İran’la geçmişten gelen siyasi, sosyal dolayısıyla toplumsal rekabet edebi sahada da geçerli midir? Bu sorunun en doğru cevabını edebiyat ürünlerinde bulabiliriz. Bu minvalde yakın zamanda çevirmen Zeynep Özel’in, hem çok yakın hem çok uzak kaldığımız komşumuz İran’dan Erdem Yayınları için hazırladığı öykü seçkisine bakmak isteyebilirsiniz. Seçkinin kaynağı Hasan Mîr Âbîdîni'nin İran’ın 80 yıllık Kısa Öykücülüğü -Heştad Sâl-i Dâstân-i Kûtâh-ı İran- kitabı. Zeynep Özel tarafından çevrilen öykülerden bazılarını daha önce dergilerde okudunuz. Bazılarını da ilk kez bugün okuyucusunun beğenisine sunduğumuz Çağdaş İran Öyküleri Seçkisi’nde okuyacaksınız. Aynı zamanda kitapta yer alan Perde Arası bölümleriyle modern İran öyküsü ve yazarlarının seyrini de izleyeceksiniz.
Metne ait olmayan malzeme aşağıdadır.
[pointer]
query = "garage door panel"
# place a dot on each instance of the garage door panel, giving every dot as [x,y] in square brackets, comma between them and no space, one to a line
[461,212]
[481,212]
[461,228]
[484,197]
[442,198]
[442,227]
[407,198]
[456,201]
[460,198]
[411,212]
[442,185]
Öyküler ve yazarları sırasıyla Daş Âkil, Sâdık Hidâyet; Cam Göz, Sâdık Çûbek; Gîle, Merd, Bozorg Alevî; Kime Selâm Vereyim? Sîmîn Dânişver; Fotoğrafçı, Muhammed Muhammed Ali; Ben de Che Guevara’yım Goli Tarakkî; Kutlu Tören, Celâl Âl-i Ahmed; Mohre-i Mar, Mahmûd İtimâdzâde; Adam, Mahmûd Devletâbâdi; Ferruliga Sadreddivan-ı Gülçehre Hanım, Şehrnûş Pârsîpûr; Rüzgâr Getirdiğini Götürmüyor, Nâdir İbrâhîmi; Salonlar, Gazâle-i Alizâde; Yarışma, Nâhîd Tabatabâî; Uzun Gece, Moniru Ravanipur.
Zeynep Özel’in de önsözde altını çizdiği gibi Öyküleri okurken -Celâl Âl-i Ahmed’in ‘Kutlu Tören’ hikâyesindeki kıyafet inkılâbı gibi- İran’la aslında ne kadar çok benzer noktamız olduğuna ve ortak geçmişimize tanık olacaksınız. Her bir yazarın en doğal hâliyle kaleme aldığı meramını coşkuyla, neşeyle, sevinçle ve kederle ve hüzünle okuyacaksınız. O kadar ki sinemada bir İran filmi izlediğiniz zannına kapılabilirsiniz. O an kısa bir aydınlanma da yaşayacaksınız; evet o filmlerin kaynağı bu hikâyeler.